Witt: So are you optimistic?

Fancher:  I’m optimistic.  One reason I’m optimistic is because I think a democratic society needs journalism.  I think the public understands the importance of journalism and is supportive of the need for journalism, but they wish we would do it better. They wish that we would let them participate more in our thought process. And because young people who want to be journalists are really driven to do this work. And they’re very optimistic that new business models will be found.  So their passion is moving them forward. They see it more from the perspective of the opportunity created by the new tools that are available.

Witt:  So in the meeting today, I think we were all struggling…we wanted an answer, but we weren’t getting an answer, and we weren’t even getting several answers.  We were sort of circling around a bit. I had that feeling as we all are in the business.  How do you think that’s going to come out..that sort of start, stop, think? Are people going to run out of energy?  Do you think they’re going to continue seeking new models?

Fancher: I think they’re going to continue to seek new models.  The enthusiasm that you see with people who are in the industry – their spirits have been lifted in the last year.  Things are a little better, they have a little more breathing room.  I think there’s a little less apprehension about the future. There’s a sense we have a little time now to try some new things. And for the people who are out in startup business, I see a lot of energy among the people who are creating these new enterprises.  So I’m very hopeful in that regard. It’s just a question of – try some things. If they don’t work, move on to the next thing. One of the things I wish we saw more of is that same energy on the business side of journalism, because I still think that the business side is a little stuck in the old paradigm of “We’ll take your money whenever you want to run an ad with us.”  I think we need to reinvent the business side a little differently than just cost containment.

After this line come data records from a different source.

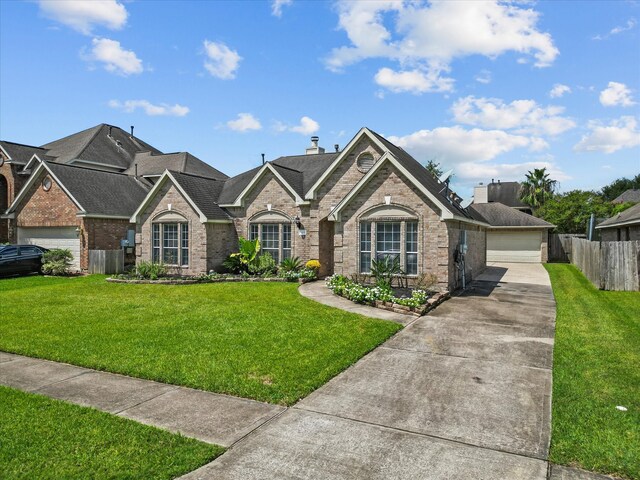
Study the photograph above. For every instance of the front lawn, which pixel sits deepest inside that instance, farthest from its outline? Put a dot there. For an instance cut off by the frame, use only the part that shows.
(256, 340)
(596, 368)
(45, 438)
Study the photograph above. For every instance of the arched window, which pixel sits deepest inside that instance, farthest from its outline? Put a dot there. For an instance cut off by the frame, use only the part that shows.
(170, 239)
(389, 232)
(273, 229)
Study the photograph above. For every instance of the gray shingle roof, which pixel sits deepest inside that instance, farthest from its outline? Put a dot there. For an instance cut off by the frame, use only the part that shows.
(628, 217)
(156, 164)
(99, 192)
(631, 195)
(96, 145)
(204, 192)
(21, 154)
(423, 176)
(499, 215)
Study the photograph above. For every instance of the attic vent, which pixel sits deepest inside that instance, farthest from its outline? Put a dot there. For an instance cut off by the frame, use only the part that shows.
(365, 162)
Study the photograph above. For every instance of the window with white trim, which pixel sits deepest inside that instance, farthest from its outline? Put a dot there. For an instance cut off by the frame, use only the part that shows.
(275, 239)
(394, 239)
(170, 243)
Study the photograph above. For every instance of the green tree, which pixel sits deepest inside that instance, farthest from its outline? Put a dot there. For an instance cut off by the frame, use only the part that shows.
(434, 167)
(619, 186)
(570, 212)
(537, 188)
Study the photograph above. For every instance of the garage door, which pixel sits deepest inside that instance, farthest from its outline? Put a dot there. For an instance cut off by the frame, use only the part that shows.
(516, 247)
(53, 237)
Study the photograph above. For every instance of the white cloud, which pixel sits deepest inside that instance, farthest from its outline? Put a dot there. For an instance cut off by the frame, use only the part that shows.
(620, 133)
(83, 16)
(307, 126)
(427, 37)
(244, 123)
(483, 77)
(559, 90)
(277, 5)
(616, 94)
(222, 62)
(414, 81)
(523, 116)
(149, 108)
(455, 145)
(114, 57)
(631, 23)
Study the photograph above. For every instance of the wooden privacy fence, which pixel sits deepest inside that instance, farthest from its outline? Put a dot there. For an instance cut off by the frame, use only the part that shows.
(106, 261)
(608, 265)
(560, 246)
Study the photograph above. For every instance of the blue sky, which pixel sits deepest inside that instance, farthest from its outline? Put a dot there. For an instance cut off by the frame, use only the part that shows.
(489, 89)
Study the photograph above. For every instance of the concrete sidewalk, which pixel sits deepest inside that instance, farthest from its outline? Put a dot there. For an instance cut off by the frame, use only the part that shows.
(210, 417)
(462, 393)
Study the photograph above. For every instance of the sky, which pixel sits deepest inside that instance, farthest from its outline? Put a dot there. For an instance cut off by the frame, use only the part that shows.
(488, 89)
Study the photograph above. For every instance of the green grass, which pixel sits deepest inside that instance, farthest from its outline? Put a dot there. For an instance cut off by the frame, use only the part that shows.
(256, 340)
(44, 438)
(596, 368)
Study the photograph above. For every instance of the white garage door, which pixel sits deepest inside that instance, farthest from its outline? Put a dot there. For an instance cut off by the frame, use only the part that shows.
(515, 247)
(53, 237)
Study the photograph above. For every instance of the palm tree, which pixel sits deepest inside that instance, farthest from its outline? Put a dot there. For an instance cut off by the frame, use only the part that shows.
(537, 188)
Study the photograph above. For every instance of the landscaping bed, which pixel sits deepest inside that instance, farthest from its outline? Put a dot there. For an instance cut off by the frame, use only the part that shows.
(596, 376)
(258, 340)
(46, 438)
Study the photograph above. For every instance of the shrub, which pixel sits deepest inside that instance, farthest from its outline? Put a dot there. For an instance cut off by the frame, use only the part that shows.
(57, 261)
(150, 270)
(290, 264)
(264, 265)
(313, 264)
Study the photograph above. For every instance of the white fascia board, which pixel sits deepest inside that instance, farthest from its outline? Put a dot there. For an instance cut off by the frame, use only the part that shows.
(624, 223)
(363, 131)
(31, 182)
(147, 200)
(256, 178)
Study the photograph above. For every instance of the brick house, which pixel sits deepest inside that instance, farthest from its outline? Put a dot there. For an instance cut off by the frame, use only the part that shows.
(79, 192)
(622, 227)
(345, 208)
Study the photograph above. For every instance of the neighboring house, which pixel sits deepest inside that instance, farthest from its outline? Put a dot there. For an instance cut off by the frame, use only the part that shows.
(345, 208)
(621, 227)
(506, 193)
(80, 191)
(631, 196)
(513, 235)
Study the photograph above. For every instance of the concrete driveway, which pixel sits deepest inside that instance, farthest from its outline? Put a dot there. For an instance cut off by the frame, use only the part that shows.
(463, 393)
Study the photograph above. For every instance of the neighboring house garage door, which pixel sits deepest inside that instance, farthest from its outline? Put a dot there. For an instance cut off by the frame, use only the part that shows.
(516, 247)
(53, 237)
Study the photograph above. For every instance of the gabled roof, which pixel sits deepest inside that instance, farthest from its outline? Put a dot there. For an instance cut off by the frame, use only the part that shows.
(241, 185)
(18, 153)
(103, 145)
(151, 164)
(95, 192)
(500, 216)
(201, 193)
(631, 195)
(631, 216)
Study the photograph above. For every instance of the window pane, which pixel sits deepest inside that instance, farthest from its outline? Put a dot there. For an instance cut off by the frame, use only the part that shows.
(155, 243)
(184, 243)
(411, 260)
(365, 247)
(170, 243)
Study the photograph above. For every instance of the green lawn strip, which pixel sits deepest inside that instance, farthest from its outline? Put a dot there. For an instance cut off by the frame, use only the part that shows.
(256, 340)
(46, 438)
(596, 368)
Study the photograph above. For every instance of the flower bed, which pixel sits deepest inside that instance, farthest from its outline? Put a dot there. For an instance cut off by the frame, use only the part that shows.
(417, 304)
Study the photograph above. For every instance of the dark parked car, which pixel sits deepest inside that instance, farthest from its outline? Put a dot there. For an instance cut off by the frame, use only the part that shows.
(18, 259)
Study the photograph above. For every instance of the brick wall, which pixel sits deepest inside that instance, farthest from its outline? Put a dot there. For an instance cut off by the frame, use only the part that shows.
(168, 194)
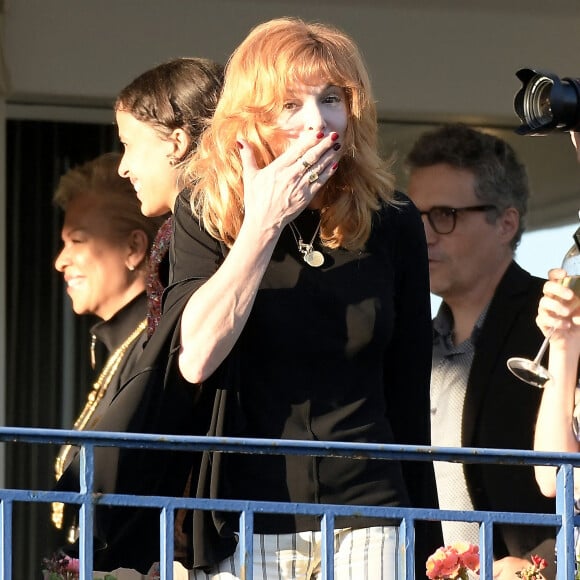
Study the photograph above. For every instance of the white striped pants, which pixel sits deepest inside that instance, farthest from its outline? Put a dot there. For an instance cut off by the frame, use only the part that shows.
(359, 554)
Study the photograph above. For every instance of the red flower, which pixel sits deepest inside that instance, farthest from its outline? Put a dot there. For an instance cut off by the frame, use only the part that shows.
(453, 561)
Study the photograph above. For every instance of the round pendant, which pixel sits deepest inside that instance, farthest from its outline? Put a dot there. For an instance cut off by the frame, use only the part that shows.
(314, 258)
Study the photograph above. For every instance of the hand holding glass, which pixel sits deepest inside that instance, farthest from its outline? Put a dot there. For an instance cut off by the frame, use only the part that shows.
(531, 371)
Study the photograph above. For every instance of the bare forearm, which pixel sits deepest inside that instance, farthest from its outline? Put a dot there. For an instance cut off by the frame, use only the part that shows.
(217, 312)
(554, 425)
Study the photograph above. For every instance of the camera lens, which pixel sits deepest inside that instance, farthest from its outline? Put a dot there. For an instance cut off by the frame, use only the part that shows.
(537, 104)
(546, 103)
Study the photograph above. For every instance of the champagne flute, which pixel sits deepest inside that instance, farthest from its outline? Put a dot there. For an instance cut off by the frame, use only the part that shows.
(531, 371)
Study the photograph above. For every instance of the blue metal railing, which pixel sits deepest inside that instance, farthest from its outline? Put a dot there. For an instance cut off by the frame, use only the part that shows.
(563, 519)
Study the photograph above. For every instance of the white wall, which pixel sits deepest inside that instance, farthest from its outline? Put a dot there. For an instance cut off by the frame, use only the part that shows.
(428, 58)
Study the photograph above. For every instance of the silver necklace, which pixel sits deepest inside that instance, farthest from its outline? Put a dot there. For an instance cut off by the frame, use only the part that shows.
(312, 257)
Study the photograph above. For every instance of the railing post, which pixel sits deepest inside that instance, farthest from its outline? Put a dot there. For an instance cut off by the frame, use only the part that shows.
(406, 556)
(486, 548)
(565, 555)
(6, 538)
(166, 539)
(327, 546)
(246, 544)
(86, 515)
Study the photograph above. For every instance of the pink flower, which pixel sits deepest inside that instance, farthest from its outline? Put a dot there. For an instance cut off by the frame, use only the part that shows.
(449, 562)
(533, 572)
(444, 563)
(468, 555)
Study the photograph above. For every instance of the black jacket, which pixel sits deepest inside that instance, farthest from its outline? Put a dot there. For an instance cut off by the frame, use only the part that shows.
(500, 412)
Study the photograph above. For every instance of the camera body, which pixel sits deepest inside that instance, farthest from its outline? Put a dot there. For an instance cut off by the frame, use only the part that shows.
(547, 103)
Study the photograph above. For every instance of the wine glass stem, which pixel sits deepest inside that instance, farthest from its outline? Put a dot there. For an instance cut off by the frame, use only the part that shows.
(543, 347)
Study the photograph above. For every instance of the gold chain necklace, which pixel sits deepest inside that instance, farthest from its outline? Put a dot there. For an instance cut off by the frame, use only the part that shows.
(312, 257)
(99, 390)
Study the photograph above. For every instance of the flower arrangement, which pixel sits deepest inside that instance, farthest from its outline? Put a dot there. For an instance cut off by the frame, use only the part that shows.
(63, 567)
(450, 562)
(533, 572)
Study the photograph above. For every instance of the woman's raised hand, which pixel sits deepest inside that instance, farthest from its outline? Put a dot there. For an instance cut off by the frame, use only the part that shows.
(559, 309)
(276, 194)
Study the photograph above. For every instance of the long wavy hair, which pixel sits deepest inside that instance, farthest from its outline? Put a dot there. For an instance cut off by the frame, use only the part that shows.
(274, 58)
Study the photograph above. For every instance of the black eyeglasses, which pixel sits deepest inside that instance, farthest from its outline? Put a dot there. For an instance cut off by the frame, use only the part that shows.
(444, 219)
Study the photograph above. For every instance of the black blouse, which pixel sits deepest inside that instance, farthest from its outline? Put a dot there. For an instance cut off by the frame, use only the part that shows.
(336, 353)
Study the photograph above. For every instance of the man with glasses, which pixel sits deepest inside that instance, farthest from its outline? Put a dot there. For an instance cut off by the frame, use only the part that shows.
(472, 193)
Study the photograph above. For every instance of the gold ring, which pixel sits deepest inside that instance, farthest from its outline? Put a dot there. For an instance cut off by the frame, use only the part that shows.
(312, 176)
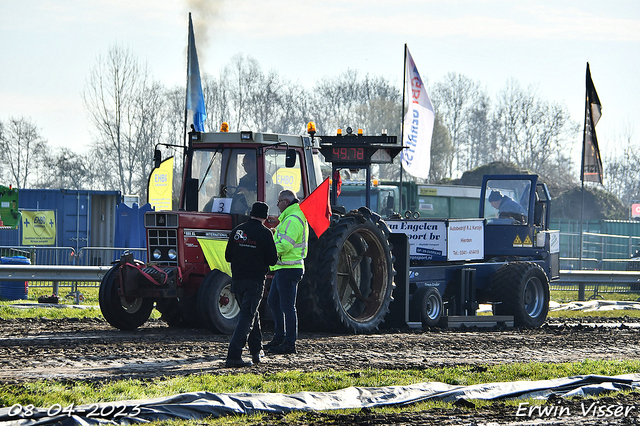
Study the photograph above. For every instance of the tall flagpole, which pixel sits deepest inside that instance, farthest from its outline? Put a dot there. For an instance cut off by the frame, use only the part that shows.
(404, 91)
(584, 133)
(186, 92)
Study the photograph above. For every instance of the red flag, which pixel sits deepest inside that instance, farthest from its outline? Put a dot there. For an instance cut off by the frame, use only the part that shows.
(317, 209)
(338, 178)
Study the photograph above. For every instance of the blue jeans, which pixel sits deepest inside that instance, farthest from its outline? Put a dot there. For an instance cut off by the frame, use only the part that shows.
(282, 301)
(248, 294)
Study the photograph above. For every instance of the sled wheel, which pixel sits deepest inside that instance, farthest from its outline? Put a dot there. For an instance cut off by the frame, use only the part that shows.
(523, 290)
(119, 311)
(427, 301)
(218, 309)
(179, 313)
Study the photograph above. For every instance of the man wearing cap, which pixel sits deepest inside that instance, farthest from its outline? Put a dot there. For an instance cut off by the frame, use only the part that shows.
(507, 207)
(251, 250)
(291, 239)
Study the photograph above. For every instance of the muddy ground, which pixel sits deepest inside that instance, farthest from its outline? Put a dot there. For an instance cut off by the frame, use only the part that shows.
(91, 350)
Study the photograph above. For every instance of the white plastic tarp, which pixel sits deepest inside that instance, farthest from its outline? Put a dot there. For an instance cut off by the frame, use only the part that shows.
(196, 405)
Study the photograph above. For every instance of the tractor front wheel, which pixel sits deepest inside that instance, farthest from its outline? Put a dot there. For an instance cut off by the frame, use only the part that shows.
(122, 312)
(218, 308)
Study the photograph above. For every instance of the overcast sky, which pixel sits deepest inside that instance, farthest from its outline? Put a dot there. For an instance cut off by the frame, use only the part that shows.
(48, 47)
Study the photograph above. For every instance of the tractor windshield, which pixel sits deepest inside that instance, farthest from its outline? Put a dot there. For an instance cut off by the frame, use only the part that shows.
(227, 180)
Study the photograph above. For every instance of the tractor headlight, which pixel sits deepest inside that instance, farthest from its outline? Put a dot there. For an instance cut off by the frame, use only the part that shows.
(173, 254)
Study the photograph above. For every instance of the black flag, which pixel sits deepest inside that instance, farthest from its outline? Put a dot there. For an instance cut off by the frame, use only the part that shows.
(591, 161)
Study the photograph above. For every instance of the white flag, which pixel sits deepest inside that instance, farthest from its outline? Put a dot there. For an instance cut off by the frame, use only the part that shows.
(196, 109)
(418, 124)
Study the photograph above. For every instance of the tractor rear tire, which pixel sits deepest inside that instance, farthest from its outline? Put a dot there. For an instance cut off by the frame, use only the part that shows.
(218, 308)
(120, 312)
(350, 274)
(523, 290)
(428, 303)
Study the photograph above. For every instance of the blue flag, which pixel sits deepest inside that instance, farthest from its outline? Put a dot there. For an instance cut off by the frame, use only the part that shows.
(196, 110)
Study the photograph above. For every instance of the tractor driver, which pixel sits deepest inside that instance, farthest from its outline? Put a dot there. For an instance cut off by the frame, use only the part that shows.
(507, 207)
(249, 182)
(247, 192)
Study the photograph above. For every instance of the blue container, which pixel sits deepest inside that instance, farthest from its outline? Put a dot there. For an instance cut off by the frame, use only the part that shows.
(14, 290)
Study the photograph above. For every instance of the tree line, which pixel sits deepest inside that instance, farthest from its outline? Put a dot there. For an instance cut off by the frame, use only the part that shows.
(130, 113)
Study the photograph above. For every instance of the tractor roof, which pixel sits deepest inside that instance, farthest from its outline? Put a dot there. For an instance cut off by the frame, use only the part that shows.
(248, 137)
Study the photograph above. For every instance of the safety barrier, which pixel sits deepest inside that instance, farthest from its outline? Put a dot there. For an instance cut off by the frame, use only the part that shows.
(67, 256)
(105, 256)
(41, 255)
(54, 275)
(599, 251)
(597, 282)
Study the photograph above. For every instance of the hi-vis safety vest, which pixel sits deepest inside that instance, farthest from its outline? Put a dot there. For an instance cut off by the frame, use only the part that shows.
(291, 238)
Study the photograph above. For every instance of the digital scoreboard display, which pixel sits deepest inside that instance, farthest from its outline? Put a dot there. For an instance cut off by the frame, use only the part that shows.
(348, 155)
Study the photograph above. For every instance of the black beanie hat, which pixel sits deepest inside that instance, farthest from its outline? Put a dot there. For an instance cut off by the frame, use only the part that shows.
(259, 209)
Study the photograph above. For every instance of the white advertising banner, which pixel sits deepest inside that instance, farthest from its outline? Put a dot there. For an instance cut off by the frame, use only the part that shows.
(466, 239)
(427, 238)
(418, 124)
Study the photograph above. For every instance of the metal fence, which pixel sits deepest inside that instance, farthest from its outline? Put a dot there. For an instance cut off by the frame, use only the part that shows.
(67, 256)
(599, 251)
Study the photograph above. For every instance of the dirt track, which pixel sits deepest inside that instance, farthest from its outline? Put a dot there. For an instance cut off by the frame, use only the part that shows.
(91, 350)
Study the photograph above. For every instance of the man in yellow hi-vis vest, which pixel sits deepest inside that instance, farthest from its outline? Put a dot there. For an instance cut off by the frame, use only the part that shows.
(291, 238)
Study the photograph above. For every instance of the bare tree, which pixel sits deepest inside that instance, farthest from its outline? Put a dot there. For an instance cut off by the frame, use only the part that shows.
(455, 98)
(21, 147)
(621, 177)
(71, 170)
(124, 105)
(243, 76)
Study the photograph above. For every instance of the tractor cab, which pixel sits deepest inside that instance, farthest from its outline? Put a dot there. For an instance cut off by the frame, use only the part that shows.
(517, 215)
(228, 172)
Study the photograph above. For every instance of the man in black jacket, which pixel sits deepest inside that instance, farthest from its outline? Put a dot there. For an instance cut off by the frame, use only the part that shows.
(251, 250)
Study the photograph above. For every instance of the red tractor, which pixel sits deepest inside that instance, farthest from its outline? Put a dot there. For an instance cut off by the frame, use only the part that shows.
(349, 274)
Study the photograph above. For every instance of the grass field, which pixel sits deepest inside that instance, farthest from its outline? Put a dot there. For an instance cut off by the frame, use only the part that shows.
(90, 295)
(47, 393)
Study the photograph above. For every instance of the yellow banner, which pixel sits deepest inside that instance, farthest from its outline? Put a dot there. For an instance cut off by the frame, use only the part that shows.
(214, 253)
(288, 178)
(161, 185)
(38, 228)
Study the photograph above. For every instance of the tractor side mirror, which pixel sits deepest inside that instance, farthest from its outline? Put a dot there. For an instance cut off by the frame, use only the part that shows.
(291, 158)
(157, 158)
(191, 195)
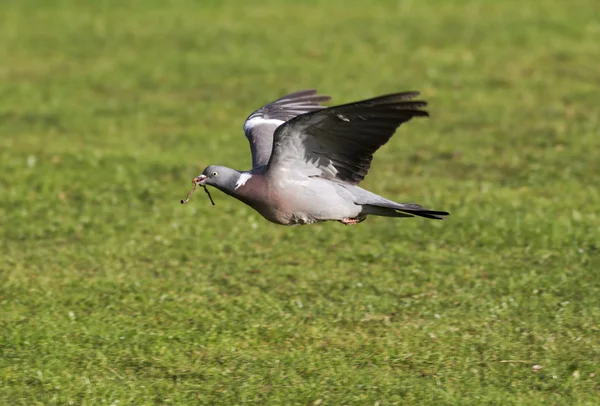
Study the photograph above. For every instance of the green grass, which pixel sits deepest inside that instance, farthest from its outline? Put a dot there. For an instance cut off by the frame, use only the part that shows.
(113, 293)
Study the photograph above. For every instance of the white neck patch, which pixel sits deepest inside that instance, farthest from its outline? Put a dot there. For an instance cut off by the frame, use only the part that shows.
(242, 180)
(254, 121)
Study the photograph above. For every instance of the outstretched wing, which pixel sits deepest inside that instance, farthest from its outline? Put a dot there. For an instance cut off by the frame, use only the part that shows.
(339, 142)
(261, 125)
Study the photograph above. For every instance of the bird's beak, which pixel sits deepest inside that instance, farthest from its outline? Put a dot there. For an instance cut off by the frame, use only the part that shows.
(200, 180)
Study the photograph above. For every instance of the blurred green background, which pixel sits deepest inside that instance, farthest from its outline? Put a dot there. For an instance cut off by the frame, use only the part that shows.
(113, 293)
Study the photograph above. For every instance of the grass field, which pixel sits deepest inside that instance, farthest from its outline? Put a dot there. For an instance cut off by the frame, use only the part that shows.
(113, 293)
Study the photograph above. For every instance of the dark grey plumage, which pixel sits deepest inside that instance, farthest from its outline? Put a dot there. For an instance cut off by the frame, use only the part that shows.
(309, 159)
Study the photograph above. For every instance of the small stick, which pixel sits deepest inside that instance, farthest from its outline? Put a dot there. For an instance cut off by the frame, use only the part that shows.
(187, 199)
(208, 193)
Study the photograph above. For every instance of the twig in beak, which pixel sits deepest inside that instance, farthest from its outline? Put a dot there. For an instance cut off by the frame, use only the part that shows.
(209, 196)
(187, 199)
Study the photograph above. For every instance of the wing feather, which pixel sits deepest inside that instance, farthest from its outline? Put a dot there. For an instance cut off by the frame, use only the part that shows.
(261, 124)
(339, 142)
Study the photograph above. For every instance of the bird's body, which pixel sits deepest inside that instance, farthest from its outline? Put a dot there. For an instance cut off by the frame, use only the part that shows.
(308, 160)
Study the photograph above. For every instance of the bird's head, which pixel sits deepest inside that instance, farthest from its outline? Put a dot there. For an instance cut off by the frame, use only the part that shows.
(221, 177)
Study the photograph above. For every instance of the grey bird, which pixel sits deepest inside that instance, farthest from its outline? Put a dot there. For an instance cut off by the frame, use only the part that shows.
(308, 159)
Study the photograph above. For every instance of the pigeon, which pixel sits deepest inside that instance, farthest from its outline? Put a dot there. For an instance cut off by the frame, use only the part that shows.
(308, 159)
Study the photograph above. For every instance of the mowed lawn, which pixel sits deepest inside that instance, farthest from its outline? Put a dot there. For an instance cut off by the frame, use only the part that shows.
(113, 293)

Witt:  So after all this reading you’ve done, you’ve worked on the Commission report, you’re doing this White Paper…if you were going to go back into the practicing area of creating journalism on a daily basis, what would you do?

Fancher:  I think the most important thing is to have the community at the center of everything you do. Think of your audience not as an audience but as a community.  Bring people into your thought process.  Get the benefit of finding out more precisely what their news information needs are, and be in a real partnership with them. And for Heaven’s sakes, take advantage of their intelligence, their knowledge of the community and their ability to help you create better journalism.  I think that would be a very important starting point.

Witt: Do you know anyone right now who’s doing that well?

Fancher:  Well…public radio in a lot of places is doing it.  Minnesota Public Radio’s been doing Public Insight Journalism for a lot of years.  My old newspaper, The Seattle Times, has a rich collaboration with two dozen hyper local news sites that are really journalistically sound sites doing very local coverage of their communities, and the newspaper collaborates back and forth with them in content sharing relationships and promotional relationships.  Those are good models.  There are some papers that are doing some better use of the public in news-telling but probably the best example is the Guardian in England. It really has taken this to a high form. I’d like to see American newspapers really step up to that.

Witt: Do you think they will?

Fancher: Oh,  I think they have to. Absolutely.  Once you get beyond the notion that somehow you are lowering your standards, and instead see this as the opportunity to do more journalism, more accurate journalism, more trusted journalism, more credible journalism – because people are participating in the creation of journalism – I think people will find it very exciting.

Witt:  Alright. Thank you very much. And good luck with that paper I’m looking forward to seeing the final version of it.

Fancher: Thank you.  Thanks for your help with it.